After adding this alias, simply run llama-gpu to see:

All llama and vision-related processes with full command lines
GPU summary showing total and used memory
Per-process VRAM allocation with percentage of total GPU memory

Why Local AI Matters for Free Software Supporters

Running AI locally preserves the four fundamental freedoms:

Freedom 0 — Run the software for any purpose. Cloud AI providers can terminate your access, change terms, or censor your queries. Local models answer to no one.

Freedom 1 — Study and adapt the software. With open-weight models and local inference engines like llama.cpp, you can inspect every operation, modify behavior, and audit for privacy violations.

Freedom 2 — Redistribute copies. Local models can be shared with colleagues, students, or community members without permission from corporate gatekeepers.

Freedom 3 — Improve and release modifications. Fine-tune models on your own data, optimize for your hardware, and share your improvements.

Practical Applications

With this single-GPU setup, you can:

Private RAG on personal documents — Emails, notes, contracts, or research papers never leave your hardware
Cross-modal search — Find images by describing them; find text by describing images
Local coding assistant — With tool-use capabilities, the model can execute commands, read files, and help with development
Private customer support — For small businesses handling sensitive customer data
Educational tools — Language learning, tutoring, or research assistance without student data leakage

Conclusion

A single RTX 3090 with 24 GB VRAM is sufficient for a complete, production-ready local AI stack. The ability to run embedding, retrieval, reranking, generation, and vision models simultaneously on one consumer GPU proves that local AI is not only possible but practical.

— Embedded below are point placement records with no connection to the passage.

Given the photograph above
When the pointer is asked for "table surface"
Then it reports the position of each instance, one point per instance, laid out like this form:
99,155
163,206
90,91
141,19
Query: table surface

Free software supporters should embrace this capability. Every query answered locally is one less query sent to corporate servers. Every model run on personal hardware is one less dependency on cloud providers. And every user who learns to monitor and manage these processes takes another step toward true digital autonomy.

The command-line tools shared here—simple aliases that reveal exactly what is running and how much VRAM each component uses—empower users to understand and control their systems. That is the GNU way: transparency, control, and freedom.

GNU.Support promotes the use of GNU operating systems and free software in practical applications. Running local AI is not just a technical demonstration—it is a political statement and a practical necessity for those who value software freedom.